A few remarks:
1) It's worth to try Redis 2.6 against this. It is possible that it will perform better or worse, not sure, but more probably better.
2) Believe it or not Redis Pub/Sub was never tuned for speed so far, nor profiled / optimized, because as far as I can tell nobody asked for more performances given that with the order of magnitude we can see with both Redis and ZMQ, it is pretty hard to hit the wall. However there are demanding applications, so probably it's worth doing it.
3) Maybe ZMQ only uses one core as well, otherwise to have an absolutely fair comparison, N Redis nodes should be used simultaneously. Pub/Sub is the kind of application where sharding sometimes it is really really easy, just by channel. In general with Redis you have three options to go distributed with Pub/Sub.
Option A) Have N nodes and shard by channel.
Option B) Use replication, as it also does PUBLISH of messages on slaves.
Option C) Use Redis Cluster, but currently it is in alpha. However it already does message propagation across all the cluster so it is very easy to implement a reliable HA Pub/Sub system with it.
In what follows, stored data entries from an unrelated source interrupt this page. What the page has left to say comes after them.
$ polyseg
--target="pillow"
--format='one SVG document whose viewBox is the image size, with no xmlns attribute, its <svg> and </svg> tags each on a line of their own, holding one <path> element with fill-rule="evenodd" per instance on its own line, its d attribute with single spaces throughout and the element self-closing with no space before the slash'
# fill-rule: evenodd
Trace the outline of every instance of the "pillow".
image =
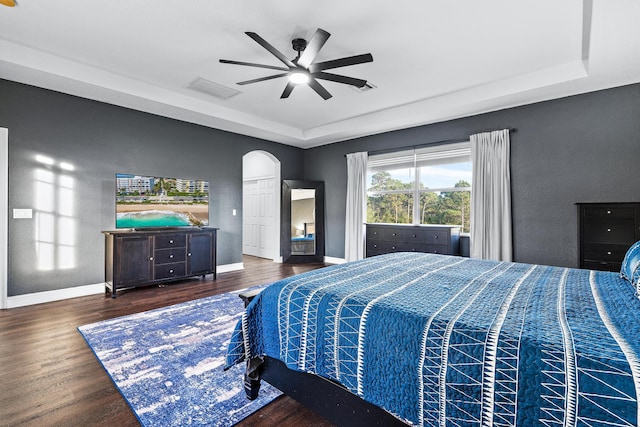
<svg viewBox="0 0 640 427">
<path fill-rule="evenodd" d="M 640 298 L 640 264 L 636 266 L 633 276 L 631 277 L 631 284 L 636 289 L 636 296 Z"/>
<path fill-rule="evenodd" d="M 620 277 L 627 279 L 634 285 L 634 273 L 640 265 L 640 241 L 635 242 L 624 255 L 622 260 L 622 268 L 620 268 Z M 638 278 L 640 280 L 640 272 L 638 272 Z"/>
</svg>

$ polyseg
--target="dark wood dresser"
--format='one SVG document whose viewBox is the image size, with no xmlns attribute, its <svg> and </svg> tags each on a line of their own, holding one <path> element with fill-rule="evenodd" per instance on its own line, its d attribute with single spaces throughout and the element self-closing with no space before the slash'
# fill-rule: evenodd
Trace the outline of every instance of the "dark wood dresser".
<svg viewBox="0 0 640 427">
<path fill-rule="evenodd" d="M 640 240 L 640 203 L 577 203 L 580 268 L 620 271 Z"/>
<path fill-rule="evenodd" d="M 367 257 L 390 252 L 460 254 L 460 227 L 454 225 L 367 224 Z"/>
</svg>

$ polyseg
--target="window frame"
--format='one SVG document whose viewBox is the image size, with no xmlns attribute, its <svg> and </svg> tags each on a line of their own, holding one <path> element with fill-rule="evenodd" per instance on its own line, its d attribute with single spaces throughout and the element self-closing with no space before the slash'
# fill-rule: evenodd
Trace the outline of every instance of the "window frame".
<svg viewBox="0 0 640 427">
<path fill-rule="evenodd" d="M 408 156 L 413 151 L 413 165 L 408 163 Z M 420 188 L 420 168 L 428 167 L 435 164 L 453 164 L 457 163 L 455 159 L 467 158 L 471 163 L 471 141 L 459 141 L 454 143 L 445 144 L 430 144 L 427 146 L 416 147 L 411 150 L 398 150 L 385 152 L 379 155 L 369 155 L 369 162 L 367 164 L 367 188 L 366 188 L 366 206 L 365 210 L 368 212 L 369 198 L 371 196 L 384 196 L 391 194 L 412 194 L 412 222 L 407 225 L 426 225 L 421 222 L 420 217 L 420 196 L 425 193 L 436 193 L 440 197 L 440 193 L 443 192 L 469 192 L 471 196 L 471 189 L 473 182 L 469 187 L 439 187 L 439 188 Z M 435 160 L 434 160 L 435 159 Z M 452 160 L 452 161 L 448 161 Z M 397 162 L 396 162 L 397 161 Z M 462 163 L 462 161 L 460 162 Z M 374 166 L 371 167 L 371 164 Z M 392 170 L 394 167 L 401 169 L 403 166 L 412 168 L 413 172 L 413 187 L 410 189 L 399 190 L 370 190 L 369 187 L 369 175 L 375 173 L 374 171 Z M 473 173 L 473 164 L 471 165 Z M 380 223 L 374 223 L 380 224 Z M 462 224 L 456 224 L 462 225 Z"/>
</svg>

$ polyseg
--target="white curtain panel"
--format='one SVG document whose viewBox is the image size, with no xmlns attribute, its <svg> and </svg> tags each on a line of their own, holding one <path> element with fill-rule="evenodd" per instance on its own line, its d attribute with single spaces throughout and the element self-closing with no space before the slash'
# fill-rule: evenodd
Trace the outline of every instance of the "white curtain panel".
<svg viewBox="0 0 640 427">
<path fill-rule="evenodd" d="M 367 209 L 367 152 L 347 154 L 347 214 L 344 257 L 364 258 L 364 222 Z"/>
<path fill-rule="evenodd" d="M 512 260 L 509 129 L 471 135 L 471 257 Z"/>
</svg>

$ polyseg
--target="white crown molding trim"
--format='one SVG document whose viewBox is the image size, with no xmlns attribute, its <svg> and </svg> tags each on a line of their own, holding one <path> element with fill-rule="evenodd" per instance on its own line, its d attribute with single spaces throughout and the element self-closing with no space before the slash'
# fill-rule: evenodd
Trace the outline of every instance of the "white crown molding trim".
<svg viewBox="0 0 640 427">
<path fill-rule="evenodd" d="M 324 262 L 325 262 L 325 264 L 344 264 L 345 262 L 347 262 L 347 260 L 344 259 L 344 258 L 336 258 L 336 257 L 332 257 L 332 256 L 326 256 L 326 257 L 324 257 Z"/>
<path fill-rule="evenodd" d="M 241 262 L 235 264 L 219 265 L 217 268 L 218 273 L 228 273 L 230 271 L 237 270 L 244 270 L 244 265 Z M 16 295 L 7 298 L 7 305 L 4 308 L 25 307 L 28 305 L 43 304 L 46 302 L 60 301 L 69 298 L 97 295 L 104 293 L 104 288 L 104 283 L 96 283 L 93 285 L 83 285 L 73 288 L 56 289 L 53 291 Z"/>
</svg>

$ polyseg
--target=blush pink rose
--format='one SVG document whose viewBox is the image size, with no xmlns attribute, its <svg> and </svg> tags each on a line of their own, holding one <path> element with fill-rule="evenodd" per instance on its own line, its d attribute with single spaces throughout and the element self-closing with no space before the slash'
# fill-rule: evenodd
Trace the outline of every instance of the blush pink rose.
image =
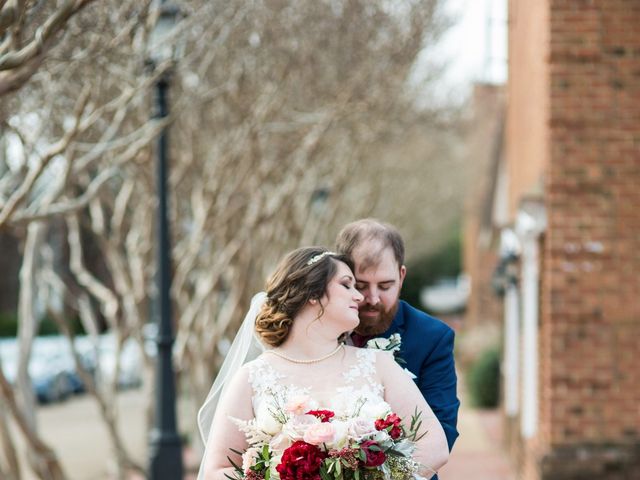
<svg viewBox="0 0 640 480">
<path fill-rule="evenodd" d="M 303 440 L 311 445 L 320 445 L 333 441 L 335 434 L 336 429 L 330 423 L 317 423 L 307 428 Z"/>
<path fill-rule="evenodd" d="M 247 473 L 251 467 L 256 464 L 258 460 L 258 454 L 260 450 L 256 447 L 249 447 L 246 452 L 242 454 L 242 471 Z"/>
<path fill-rule="evenodd" d="M 308 395 L 296 395 L 289 399 L 284 409 L 294 415 L 303 415 L 311 407 L 311 397 Z"/>
<path fill-rule="evenodd" d="M 309 427 L 319 423 L 320 420 L 313 415 L 296 415 L 283 425 L 282 433 L 296 442 L 304 438 L 304 434 L 307 433 Z"/>
</svg>

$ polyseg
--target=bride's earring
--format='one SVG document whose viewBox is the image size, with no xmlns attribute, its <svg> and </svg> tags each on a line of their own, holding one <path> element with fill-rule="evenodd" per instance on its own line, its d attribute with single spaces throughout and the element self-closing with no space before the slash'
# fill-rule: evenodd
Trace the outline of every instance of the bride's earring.
<svg viewBox="0 0 640 480">
<path fill-rule="evenodd" d="M 309 303 L 310 303 L 311 305 L 315 305 L 315 304 L 316 304 L 316 302 L 317 302 L 317 300 L 316 300 L 315 298 L 312 298 L 311 300 L 309 300 Z"/>
</svg>

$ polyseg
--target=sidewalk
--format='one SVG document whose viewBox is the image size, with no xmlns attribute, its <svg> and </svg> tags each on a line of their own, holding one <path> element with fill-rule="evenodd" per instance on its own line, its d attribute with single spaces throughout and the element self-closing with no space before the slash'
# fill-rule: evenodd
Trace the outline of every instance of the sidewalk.
<svg viewBox="0 0 640 480">
<path fill-rule="evenodd" d="M 464 379 L 459 379 L 459 385 Z M 514 480 L 515 473 L 502 449 L 499 410 L 477 410 L 468 405 L 460 388 L 462 406 L 458 431 L 449 462 L 440 470 L 440 480 Z"/>
</svg>

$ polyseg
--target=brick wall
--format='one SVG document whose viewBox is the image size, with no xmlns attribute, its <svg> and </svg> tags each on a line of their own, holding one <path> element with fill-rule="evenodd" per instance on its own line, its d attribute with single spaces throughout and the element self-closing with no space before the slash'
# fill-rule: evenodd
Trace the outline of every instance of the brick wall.
<svg viewBox="0 0 640 480">
<path fill-rule="evenodd" d="M 640 2 L 509 7 L 510 210 L 542 185 L 548 217 L 520 478 L 639 479 Z"/>
<path fill-rule="evenodd" d="M 542 478 L 640 478 L 640 2 L 549 7 Z"/>
</svg>

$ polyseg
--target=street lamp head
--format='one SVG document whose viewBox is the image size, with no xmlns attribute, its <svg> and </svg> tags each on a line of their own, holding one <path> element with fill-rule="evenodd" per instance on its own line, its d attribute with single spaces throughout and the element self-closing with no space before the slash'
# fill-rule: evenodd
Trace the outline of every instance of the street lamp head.
<svg viewBox="0 0 640 480">
<path fill-rule="evenodd" d="M 158 65 L 166 61 L 176 61 L 182 54 L 179 38 L 176 37 L 182 12 L 180 8 L 166 0 L 160 0 L 157 6 L 157 17 L 149 35 L 147 57 Z"/>
</svg>

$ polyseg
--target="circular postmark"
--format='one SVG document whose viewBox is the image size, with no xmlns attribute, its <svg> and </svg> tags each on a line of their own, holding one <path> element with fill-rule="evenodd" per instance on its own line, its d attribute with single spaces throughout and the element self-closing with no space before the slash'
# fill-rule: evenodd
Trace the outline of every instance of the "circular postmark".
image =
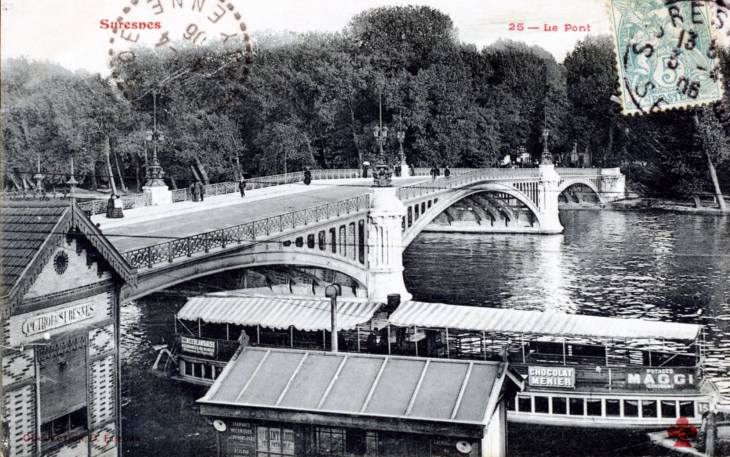
<svg viewBox="0 0 730 457">
<path fill-rule="evenodd" d="M 130 102 L 150 90 L 186 86 L 208 114 L 227 106 L 240 92 L 251 64 L 248 27 L 233 2 L 127 0 L 117 17 L 100 21 L 111 34 L 113 84 Z M 174 63 L 165 71 L 151 70 L 155 60 Z M 219 88 L 215 96 L 201 93 L 201 84 L 196 88 L 194 81 L 202 79 L 211 80 L 203 86 Z"/>
</svg>

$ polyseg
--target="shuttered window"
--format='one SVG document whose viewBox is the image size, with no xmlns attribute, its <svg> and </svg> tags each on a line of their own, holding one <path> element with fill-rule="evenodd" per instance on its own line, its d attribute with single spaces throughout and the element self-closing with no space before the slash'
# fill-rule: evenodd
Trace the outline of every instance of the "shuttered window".
<svg viewBox="0 0 730 457">
<path fill-rule="evenodd" d="M 86 406 L 86 345 L 78 335 L 38 351 L 42 423 Z"/>
</svg>

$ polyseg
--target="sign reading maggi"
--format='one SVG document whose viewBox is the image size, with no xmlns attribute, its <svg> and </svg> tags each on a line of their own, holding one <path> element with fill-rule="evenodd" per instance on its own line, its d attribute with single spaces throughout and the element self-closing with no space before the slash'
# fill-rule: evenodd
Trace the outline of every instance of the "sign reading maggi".
<svg viewBox="0 0 730 457">
<path fill-rule="evenodd" d="M 626 372 L 626 387 L 648 390 L 694 389 L 692 368 L 638 368 Z"/>
<path fill-rule="evenodd" d="M 533 387 L 575 388 L 575 368 L 529 367 L 528 383 Z"/>
<path fill-rule="evenodd" d="M 23 322 L 22 330 L 27 336 L 47 332 L 54 328 L 70 325 L 75 322 L 91 319 L 96 316 L 94 305 L 77 305 L 50 313 L 33 316 Z"/>
</svg>

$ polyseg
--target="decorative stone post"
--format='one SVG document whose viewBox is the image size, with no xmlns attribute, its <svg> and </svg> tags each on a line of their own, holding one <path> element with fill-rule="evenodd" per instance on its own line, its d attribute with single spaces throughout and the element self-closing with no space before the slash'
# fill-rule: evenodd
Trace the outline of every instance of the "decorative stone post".
<svg viewBox="0 0 730 457">
<path fill-rule="evenodd" d="M 400 294 L 401 300 L 412 295 L 403 282 L 402 221 L 406 207 L 396 195 L 395 187 L 373 188 L 370 199 L 368 229 L 368 297 L 386 303 L 388 294 Z"/>
<path fill-rule="evenodd" d="M 542 226 L 540 233 L 563 233 L 558 217 L 558 190 L 560 175 L 552 163 L 540 164 L 539 205 Z"/>
<path fill-rule="evenodd" d="M 598 190 L 604 202 L 626 198 L 626 176 L 620 168 L 602 168 Z"/>
</svg>

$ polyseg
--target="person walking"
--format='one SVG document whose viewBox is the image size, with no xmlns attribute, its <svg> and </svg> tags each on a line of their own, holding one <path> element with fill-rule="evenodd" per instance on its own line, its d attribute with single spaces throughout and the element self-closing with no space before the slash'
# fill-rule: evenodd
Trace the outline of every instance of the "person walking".
<svg viewBox="0 0 730 457">
<path fill-rule="evenodd" d="M 238 190 L 241 191 L 241 197 L 246 196 L 246 180 L 241 175 L 241 182 L 238 183 Z"/>
<path fill-rule="evenodd" d="M 200 199 L 200 189 L 198 188 L 198 182 L 190 184 L 190 192 L 193 194 L 193 201 L 197 202 Z"/>
<path fill-rule="evenodd" d="M 112 211 L 112 218 L 113 219 L 121 219 L 124 217 L 124 202 L 122 202 L 122 197 L 119 195 L 114 196 L 114 210 Z"/>
<path fill-rule="evenodd" d="M 449 176 L 451 176 L 451 170 L 449 170 L 449 166 L 446 165 L 444 167 L 444 178 L 448 178 Z"/>
<path fill-rule="evenodd" d="M 307 186 L 312 182 L 312 172 L 309 170 L 309 167 L 304 169 L 304 184 Z"/>
<path fill-rule="evenodd" d="M 106 217 L 114 217 L 114 194 L 109 195 L 109 200 L 106 201 Z"/>
<path fill-rule="evenodd" d="M 205 200 L 205 186 L 202 182 L 198 181 L 197 183 L 195 183 L 195 187 L 198 188 L 198 195 L 200 195 L 200 201 L 202 202 L 203 200 Z"/>
<path fill-rule="evenodd" d="M 401 169 L 401 166 L 400 165 L 396 165 L 395 166 L 395 177 L 396 178 L 400 178 L 401 170 L 402 169 Z"/>
</svg>

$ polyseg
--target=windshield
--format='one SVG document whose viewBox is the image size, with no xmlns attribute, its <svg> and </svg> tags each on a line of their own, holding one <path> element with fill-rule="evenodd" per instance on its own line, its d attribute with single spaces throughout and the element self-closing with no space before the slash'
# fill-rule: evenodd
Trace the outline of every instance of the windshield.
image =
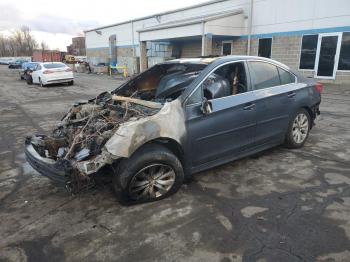
<svg viewBox="0 0 350 262">
<path fill-rule="evenodd" d="M 44 64 L 44 67 L 47 69 L 64 68 L 64 67 L 66 67 L 66 65 L 62 64 L 62 63 L 51 63 L 51 64 Z"/>
<path fill-rule="evenodd" d="M 120 89 L 118 95 L 131 96 L 149 101 L 169 101 L 179 97 L 206 67 L 200 63 L 164 63 L 131 79 Z"/>
</svg>

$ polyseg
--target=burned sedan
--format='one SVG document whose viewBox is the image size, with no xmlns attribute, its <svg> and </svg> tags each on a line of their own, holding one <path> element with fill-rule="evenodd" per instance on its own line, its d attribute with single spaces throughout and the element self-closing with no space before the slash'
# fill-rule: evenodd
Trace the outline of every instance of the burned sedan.
<svg viewBox="0 0 350 262">
<path fill-rule="evenodd" d="M 26 158 L 73 192 L 111 175 L 123 202 L 159 200 L 195 172 L 303 146 L 321 92 L 270 59 L 172 60 L 74 105 L 50 135 L 26 139 Z"/>
</svg>

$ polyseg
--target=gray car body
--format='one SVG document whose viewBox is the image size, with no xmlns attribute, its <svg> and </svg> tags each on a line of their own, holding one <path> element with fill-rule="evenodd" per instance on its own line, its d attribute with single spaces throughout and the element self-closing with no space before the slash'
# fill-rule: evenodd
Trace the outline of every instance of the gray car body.
<svg viewBox="0 0 350 262">
<path fill-rule="evenodd" d="M 289 71 L 295 75 L 295 82 L 254 90 L 251 61 L 270 63 Z M 248 91 L 210 100 L 211 112 L 204 112 L 201 84 L 219 67 L 235 62 L 244 63 Z M 160 110 L 154 115 L 120 124 L 101 154 L 90 160 L 71 161 L 73 168 L 86 175 L 94 174 L 103 166 L 130 158 L 146 144 L 161 143 L 179 158 L 185 174 L 189 175 L 283 143 L 292 117 L 301 108 L 309 112 L 312 120 L 319 113 L 321 95 L 316 91 L 315 82 L 270 59 L 228 56 L 210 62 L 179 59 L 166 63 L 203 63 L 205 67 L 177 99 L 158 104 Z M 147 72 L 139 77 L 142 76 L 147 76 Z M 112 94 L 122 95 L 134 80 L 124 83 Z M 54 160 L 41 157 L 32 141 L 33 138 L 26 140 L 26 156 L 31 165 L 47 177 L 63 180 L 61 177 L 67 175 L 67 170 Z"/>
<path fill-rule="evenodd" d="M 179 59 L 166 63 L 189 61 Z M 289 71 L 295 75 L 295 83 L 254 90 L 250 61 L 271 63 Z M 197 96 L 197 100 L 190 98 L 201 92 L 201 83 L 212 72 L 234 62 L 245 64 L 248 92 L 213 99 L 210 101 L 212 112 L 203 113 L 203 95 Z M 321 101 L 314 85 L 313 80 L 296 75 L 287 66 L 270 59 L 217 58 L 178 99 L 166 103 L 158 114 L 122 125 L 107 142 L 106 149 L 114 157 L 130 157 L 142 145 L 159 141 L 180 158 L 187 174 L 205 170 L 283 143 L 290 120 L 300 108 L 308 110 L 314 119 Z"/>
</svg>

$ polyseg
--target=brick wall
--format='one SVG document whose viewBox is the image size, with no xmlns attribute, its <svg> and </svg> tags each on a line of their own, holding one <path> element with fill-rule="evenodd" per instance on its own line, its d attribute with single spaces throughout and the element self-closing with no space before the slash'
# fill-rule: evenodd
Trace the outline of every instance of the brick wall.
<svg viewBox="0 0 350 262">
<path fill-rule="evenodd" d="M 86 49 L 86 57 L 92 64 L 107 63 L 109 59 L 108 47 Z"/>
<path fill-rule="evenodd" d="M 274 36 L 272 38 L 271 58 L 292 69 L 298 69 L 300 48 L 300 36 Z"/>
<path fill-rule="evenodd" d="M 181 58 L 193 58 L 202 55 L 202 41 L 184 42 L 182 45 Z"/>
<path fill-rule="evenodd" d="M 247 40 L 236 39 L 232 41 L 232 54 L 233 55 L 246 55 L 247 54 Z"/>
<path fill-rule="evenodd" d="M 132 47 L 117 47 L 117 57 L 133 57 Z"/>
</svg>

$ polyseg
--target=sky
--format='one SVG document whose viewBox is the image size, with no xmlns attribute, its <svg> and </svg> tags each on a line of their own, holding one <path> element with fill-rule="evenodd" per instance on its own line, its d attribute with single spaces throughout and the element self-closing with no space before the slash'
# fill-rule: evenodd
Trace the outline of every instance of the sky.
<svg viewBox="0 0 350 262">
<path fill-rule="evenodd" d="M 0 33 L 28 26 L 37 41 L 66 51 L 84 30 L 191 6 L 208 0 L 0 0 Z"/>
</svg>

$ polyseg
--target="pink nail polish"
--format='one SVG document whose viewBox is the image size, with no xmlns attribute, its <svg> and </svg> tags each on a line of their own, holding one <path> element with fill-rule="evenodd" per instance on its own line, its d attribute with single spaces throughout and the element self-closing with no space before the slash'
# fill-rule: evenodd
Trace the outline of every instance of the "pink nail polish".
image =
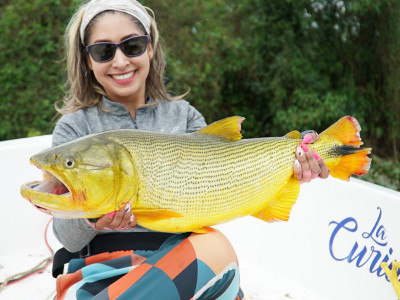
<svg viewBox="0 0 400 300">
<path fill-rule="evenodd" d="M 314 155 L 316 160 L 319 160 L 321 157 L 318 155 L 317 152 L 313 151 L 312 154 Z"/>
<path fill-rule="evenodd" d="M 306 144 L 301 144 L 301 147 L 303 148 L 304 152 L 310 151 L 310 148 Z"/>
<path fill-rule="evenodd" d="M 304 139 L 303 139 L 303 144 L 308 144 L 308 143 L 310 143 L 311 141 L 312 141 L 312 136 L 309 135 L 309 134 L 306 134 L 306 135 L 304 136 Z"/>
<path fill-rule="evenodd" d="M 109 217 L 110 219 L 112 219 L 112 218 L 114 217 L 114 215 L 115 215 L 115 211 L 110 212 L 110 213 L 108 214 L 108 217 Z"/>
</svg>

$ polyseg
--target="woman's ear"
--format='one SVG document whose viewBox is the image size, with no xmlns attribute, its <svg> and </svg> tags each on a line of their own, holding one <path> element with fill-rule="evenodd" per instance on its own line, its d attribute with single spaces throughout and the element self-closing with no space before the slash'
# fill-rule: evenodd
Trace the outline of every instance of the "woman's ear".
<svg viewBox="0 0 400 300">
<path fill-rule="evenodd" d="M 147 55 L 149 56 L 149 60 L 152 60 L 154 57 L 153 46 L 151 45 L 151 43 L 149 43 L 147 46 Z"/>
</svg>

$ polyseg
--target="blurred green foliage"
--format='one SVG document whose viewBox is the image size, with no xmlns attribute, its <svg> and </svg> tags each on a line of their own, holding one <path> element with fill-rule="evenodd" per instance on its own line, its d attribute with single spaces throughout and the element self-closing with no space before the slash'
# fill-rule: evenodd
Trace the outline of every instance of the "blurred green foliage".
<svg viewBox="0 0 400 300">
<path fill-rule="evenodd" d="M 68 1 L 0 2 L 0 140 L 49 133 L 64 80 Z"/>
<path fill-rule="evenodd" d="M 374 154 L 397 167 L 400 1 L 142 3 L 167 48 L 168 88 L 190 88 L 208 122 L 242 115 L 246 137 L 280 136 L 352 115 Z M 62 34 L 78 4 L 0 2 L 0 140 L 51 133 L 66 76 Z"/>
</svg>

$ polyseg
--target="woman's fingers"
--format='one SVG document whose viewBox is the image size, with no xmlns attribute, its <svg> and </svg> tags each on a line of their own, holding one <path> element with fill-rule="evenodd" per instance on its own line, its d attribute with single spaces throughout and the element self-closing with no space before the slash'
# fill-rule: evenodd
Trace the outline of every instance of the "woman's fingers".
<svg viewBox="0 0 400 300">
<path fill-rule="evenodd" d="M 94 229 L 97 231 L 103 230 L 111 223 L 111 221 L 112 219 L 109 215 L 103 215 L 97 220 L 96 224 L 94 224 Z"/>
<path fill-rule="evenodd" d="M 311 140 L 311 136 L 306 140 Z M 304 143 L 297 147 L 293 171 L 300 183 L 329 176 L 329 170 L 321 157 Z"/>
<path fill-rule="evenodd" d="M 303 179 L 303 171 L 301 170 L 301 165 L 297 158 L 294 159 L 293 172 L 299 181 Z"/>
<path fill-rule="evenodd" d="M 307 133 L 303 138 L 303 144 L 312 144 L 318 140 L 318 133 L 316 131 L 312 131 Z"/>
<path fill-rule="evenodd" d="M 302 144 L 302 149 L 304 151 L 304 156 L 306 157 L 309 170 L 311 171 L 311 177 L 313 177 L 310 179 L 314 179 L 318 177 L 319 173 L 321 173 L 321 168 L 315 157 L 316 152 L 311 151 L 311 149 L 306 144 Z"/>
<path fill-rule="evenodd" d="M 328 178 L 329 176 L 329 169 L 326 166 L 325 162 L 319 157 L 319 155 L 316 152 L 314 153 L 314 157 L 318 162 L 319 168 L 321 169 L 321 172 L 319 173 L 319 177 L 322 179 Z"/>
<path fill-rule="evenodd" d="M 307 161 L 305 152 L 301 146 L 297 147 L 296 158 L 300 166 L 295 166 L 295 173 L 301 183 L 311 180 L 310 166 Z M 296 164 L 296 163 L 295 163 Z"/>
<path fill-rule="evenodd" d="M 129 223 L 128 226 L 126 227 L 127 229 L 131 229 L 136 226 L 136 218 L 135 216 L 131 213 L 129 217 Z"/>
<path fill-rule="evenodd" d="M 131 212 L 130 203 L 118 211 L 102 216 L 95 225 L 96 230 L 111 229 L 124 230 L 133 228 L 136 225 L 135 217 Z"/>
<path fill-rule="evenodd" d="M 112 218 L 111 223 L 107 226 L 111 230 L 115 229 L 120 229 L 121 228 L 121 222 L 123 222 L 125 215 L 125 208 L 121 208 L 120 210 L 117 210 L 115 212 L 115 215 Z"/>
</svg>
However currently the propagation is not smart, every message is propagated to every node, however in Redis the cost of Pub/Sub is proportional to the number of receivers, so this is usually not a big issue, but we'll improve this aspect in the future anyway.
Also, both kqueue and select were slightly buggy in OSX: http://pod.tst.eu/http://cvs.schmorp.de/libev/ev.pod#OS_X_AN...
Not sure if that's still the case.
Would be interesting to see how these benchmark on a Linux or FreeBSD machine.
- For up to 4 clients, (buffered) redis is better than 0MQ in Python but worse in Go.
- For more than 4 clients it's exactly the opposite: redis is worse in Python but better in Go.
I'd be interested to hear an explanation for this, even if it turns out that a graph line was mislabeled :)
There still seems to be some work to do to improving the Golang bindings: https://github.com/alecthomas/gozmq#caveats
I would be curious to see what would happen if gevent were added to the Python code.
Also as njharman mentioned, you're still running a separate broker with zmq, so the number of components doesn't change.